A vaccine (Bexsero®) against serotype B has been approved in Europe since January 2013. This is not based on capsule antigens as in serotypes A, C, W135 and Y, since the capsule of serotype B is similar to a human protein, but on four surface antigens.
The Standing Vaccination Commission (STIKO) recommends vaccination against meningococci of serogroup C with the C-conjugate vaccine as standard for all children from 12 months. The reduction of the morbidity of invasive meningococcal diseases caused by this serogroup and the resulting consequences such as hospitalization, severe complications, disability and death are seen as the primary goal. For children and adolescents who have not yet been vaccinated, it is recommended that they have the vaccination up to the age of 18.
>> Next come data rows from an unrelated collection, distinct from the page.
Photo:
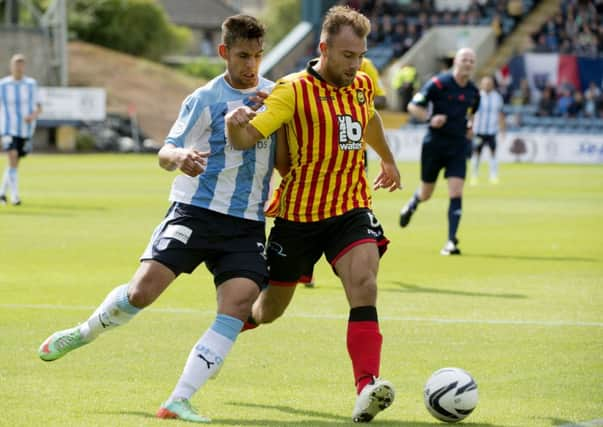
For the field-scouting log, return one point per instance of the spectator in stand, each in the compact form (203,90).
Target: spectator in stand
(411,37)
(563,103)
(496,25)
(398,40)
(590,99)
(405,82)
(522,95)
(546,105)
(576,108)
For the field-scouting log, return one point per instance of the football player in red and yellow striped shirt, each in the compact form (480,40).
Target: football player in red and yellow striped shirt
(323,203)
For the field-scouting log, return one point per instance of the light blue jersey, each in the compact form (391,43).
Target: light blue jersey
(486,118)
(235,182)
(18,99)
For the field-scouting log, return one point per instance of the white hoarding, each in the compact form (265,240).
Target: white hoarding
(73,104)
(527,147)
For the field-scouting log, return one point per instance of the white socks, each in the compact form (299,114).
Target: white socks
(207,356)
(114,311)
(493,167)
(10,179)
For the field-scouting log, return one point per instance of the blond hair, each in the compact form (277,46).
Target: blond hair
(342,16)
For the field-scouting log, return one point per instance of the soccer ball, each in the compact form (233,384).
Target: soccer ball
(450,394)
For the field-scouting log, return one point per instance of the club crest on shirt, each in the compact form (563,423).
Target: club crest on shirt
(360,97)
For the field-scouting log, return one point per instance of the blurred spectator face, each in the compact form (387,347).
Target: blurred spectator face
(487,84)
(17,66)
(464,63)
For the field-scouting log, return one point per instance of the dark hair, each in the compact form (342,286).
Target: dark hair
(341,16)
(239,27)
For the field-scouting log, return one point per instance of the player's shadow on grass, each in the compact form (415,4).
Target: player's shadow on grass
(532,258)
(568,423)
(314,422)
(410,288)
(331,419)
(36,209)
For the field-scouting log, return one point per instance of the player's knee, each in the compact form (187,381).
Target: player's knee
(363,290)
(142,293)
(268,310)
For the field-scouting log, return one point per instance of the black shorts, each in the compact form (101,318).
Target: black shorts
(481,140)
(437,155)
(230,247)
(16,143)
(294,247)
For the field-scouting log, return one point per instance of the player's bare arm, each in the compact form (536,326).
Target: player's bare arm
(191,162)
(34,115)
(258,99)
(422,115)
(241,134)
(389,176)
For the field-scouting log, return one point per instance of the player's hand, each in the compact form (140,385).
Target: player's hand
(193,162)
(258,99)
(239,116)
(389,177)
(438,120)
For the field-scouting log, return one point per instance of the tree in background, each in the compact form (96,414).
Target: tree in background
(137,27)
(280,17)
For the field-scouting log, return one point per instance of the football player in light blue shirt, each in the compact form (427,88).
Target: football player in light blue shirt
(19,109)
(216,217)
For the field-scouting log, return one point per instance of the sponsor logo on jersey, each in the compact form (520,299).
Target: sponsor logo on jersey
(360,97)
(350,133)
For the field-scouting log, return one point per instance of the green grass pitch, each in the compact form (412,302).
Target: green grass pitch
(521,309)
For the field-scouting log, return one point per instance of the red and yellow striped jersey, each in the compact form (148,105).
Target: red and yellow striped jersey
(325,125)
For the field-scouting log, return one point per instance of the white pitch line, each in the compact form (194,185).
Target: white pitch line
(591,423)
(550,323)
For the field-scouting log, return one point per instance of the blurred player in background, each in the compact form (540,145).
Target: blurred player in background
(454,99)
(488,121)
(216,217)
(19,109)
(323,203)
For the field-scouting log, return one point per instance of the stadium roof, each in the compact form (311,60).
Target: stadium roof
(201,14)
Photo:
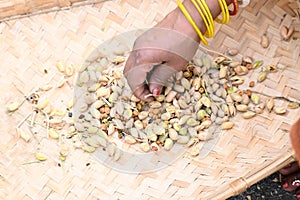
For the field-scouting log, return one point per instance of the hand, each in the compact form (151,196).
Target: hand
(159,53)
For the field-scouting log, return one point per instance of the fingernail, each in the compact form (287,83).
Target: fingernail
(296,183)
(156,91)
(285,185)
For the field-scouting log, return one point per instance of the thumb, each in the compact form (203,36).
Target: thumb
(159,77)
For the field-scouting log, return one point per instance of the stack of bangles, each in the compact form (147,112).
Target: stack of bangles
(205,13)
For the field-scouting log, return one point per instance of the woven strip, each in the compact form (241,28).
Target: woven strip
(248,153)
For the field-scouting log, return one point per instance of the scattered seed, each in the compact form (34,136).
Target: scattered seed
(46,87)
(168,144)
(69,70)
(232,52)
(227,125)
(248,114)
(60,67)
(293,105)
(41,156)
(195,151)
(279,110)
(255,98)
(264,41)
(13,106)
(262,76)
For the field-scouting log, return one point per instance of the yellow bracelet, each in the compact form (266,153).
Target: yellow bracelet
(208,15)
(210,32)
(225,12)
(191,21)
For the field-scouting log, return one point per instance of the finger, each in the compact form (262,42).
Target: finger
(291,182)
(136,76)
(159,78)
(290,168)
(161,74)
(298,193)
(295,138)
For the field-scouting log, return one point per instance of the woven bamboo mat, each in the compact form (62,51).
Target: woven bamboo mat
(244,155)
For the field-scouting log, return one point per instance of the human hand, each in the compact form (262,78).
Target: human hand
(159,53)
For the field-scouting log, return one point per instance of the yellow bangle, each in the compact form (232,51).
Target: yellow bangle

Vaccination is also recommended for all people with an increased risk of infection, for example if there is an increased risk at work or individually, or as a travel vaccination. People with immunodeficiencies or a missing or non-functional spleen , for example, are particularly at risk . Travelers to areas where meningococcal infections occur frequently are also at an increased risk of infection if they stay there for a longer period or if they are in close contact with the population. A vaccination schedule with one of the polysaccharide vaccines, the conjugate vaccine, or both, is used as required.
Since July 2013 , the Berlin Vaccination Council has recommended men who have sex with men (MSM) to be vaccinated with a vaccine that contains a component against group C meningococci and is approved for adults. The reason for the vaccination recommendation are the frequent outbreaks of disease in the MSM group with severe, even fatal courses, as recently described in New York and Paris.
Saudi Arabia calls during the Mecca - pilgrimages of pilgrims must not have been and visitors a vaccination, the maximum of three years and a minimum of ten days before the arrival in Saudi Arabia issued. The quadruple vaccine A, C, W135, Y is mandatory . Pilgrims arriving from endemic areas are examined and observed if meningitis is suspected. All other travelers do not need to be vaccinated.
Protection is only built up against the serogroups mentioned in each case . Vaccination against the meningitis caused by meningococci of group B, which occurs more frequently in Central Europe and Brazil, is currently not generally recommended by the Standing Vaccination Commission, as the available study data are not yet sufficient. The STIKO points out, however, that a vaccination "can be useful for people with an increased risk of disease after weighing up the individual benefit-risk".
In Germany, meningococcal meningitis is a reportable disease according to Paragraph 1, Number 1 of the Infection Protection Act (IfSG). You are required to report by name in the event of suspicion, illness or death. The diagnosing doctors, etc., are obliged to report the illness ( IfSG). In addition, the direct evidence of Neisseria meningitidis is notifiable by name according to IfSG. The reporting requirement only applies to direct evidence from CSF, blood, hemorrhagic skin infiltrates or other normally sterile substrates. The laboratories etc. are obliged to report with regard to the detection of the pathogen (§ 8 IfSG).
In Switzerland, the positive laboratory analysis of Neisseria meningitidis must be reported to laboratories in accordance with the Epidemics Act (EpG) in conjunction with the Epidemics Ordinance and of the EDI Ordinance on the reporting of observations of communicable diseases in humans . In addition, an invasive meningococcal disease is notifiable for doctors, hospitals, etc. The standards and the above-mentioned EDI ordinance are the basis for this. Reporting criteria are clinical suspicion and the need for pathogen-specific laboratory diagnostics.